Save the Bay: Newport’s Very Own Aquarium

By: Katy Cassetta/Staffwriter

Located not far from Salve Regina University is the Save the Bay Aquarium and Exploration Center, a nonprofit organization whose mission is to protect and improve Narraganset Bay. The aquarium’s purpose is not just entertainment but education. Its goal is to inform people about the different species in the Bay through the exhibits there.

The exhibits are rotated as animals are brought into the aquarium or released back into the wild, and the newest exhibit is a blue lobster of which there are only one in a million. Among the different exhibits are also three touch tanks. One includes urchins, spider crabs and starfish. The second has skates and horseshoe crabs. The third and final tank has chain dogfish sharks that were raised in the aquarium.

All the animals are species that can be found in Narragansett Bay, and most of them are caught by fishermen, science facilities, or the staff at Save the Bay themselves. Some of the sharks and skates, however, are not caught but instead raised in the aquarium having been hatched from eggs laid by the older female sharks and skates there. After six months to two years, depending on the individual, the sharks and skates are released into the wild. This is done both so that they can help repopulate in the wild and so that they do not spend the rest of their lives in captivity.
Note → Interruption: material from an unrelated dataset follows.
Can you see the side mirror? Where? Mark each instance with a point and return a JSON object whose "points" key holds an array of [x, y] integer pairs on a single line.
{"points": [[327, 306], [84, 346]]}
Save The Bay’s newest inhabitant is a rare, one-in-a-million blue lobster.

Save the Bay does not want to keep these animals in a tank their whole lives, and so they wait until the sharks and skates are ready to release them. In fact, most of the animals stay at the aquarium for a year on average before being released back into the wild.

Not all the animals can be released, however. Some, like the diamondback terrapin, a species of turtle, are endangered. Save the Bay has permission to keep them to educate people about endangered species and protect this species. They have two diamondback terrapins, a female and male, and the male was born without the top part of his beak. Another permanent resident is Bowser, a turtle with six toes instead of the usual five.

The aquarium also keeps some invasive species to prevent them from doing harm in the wild and to educate people about the dangers of invasive species. Save the Bay has an exhibit of green crabs which are a huge problem in Narragansett Bay, and this exhibit brings people’s attention to this problem and prevents the green crabs here at the aquarium from adding to the problem.

 

Along with protecting endangered species and preventing invasive species from doing harm, the aquarium rescues what are called gulf stream orphans. These are animals washed in from tropical areas by the gulf stream who cannot survive the winters up here due to the cold.

Save the Bay is located not far from Salve Regina, the address being Easton’s Beach 175 Memorial Blvd. Admission is only $8.00 and the hours from Labor Day to Memorial Day are Friday to Sunday 10 a.m.-4 p.m. It is worth a visit both to see the animals there and to support the aquarium in their mission.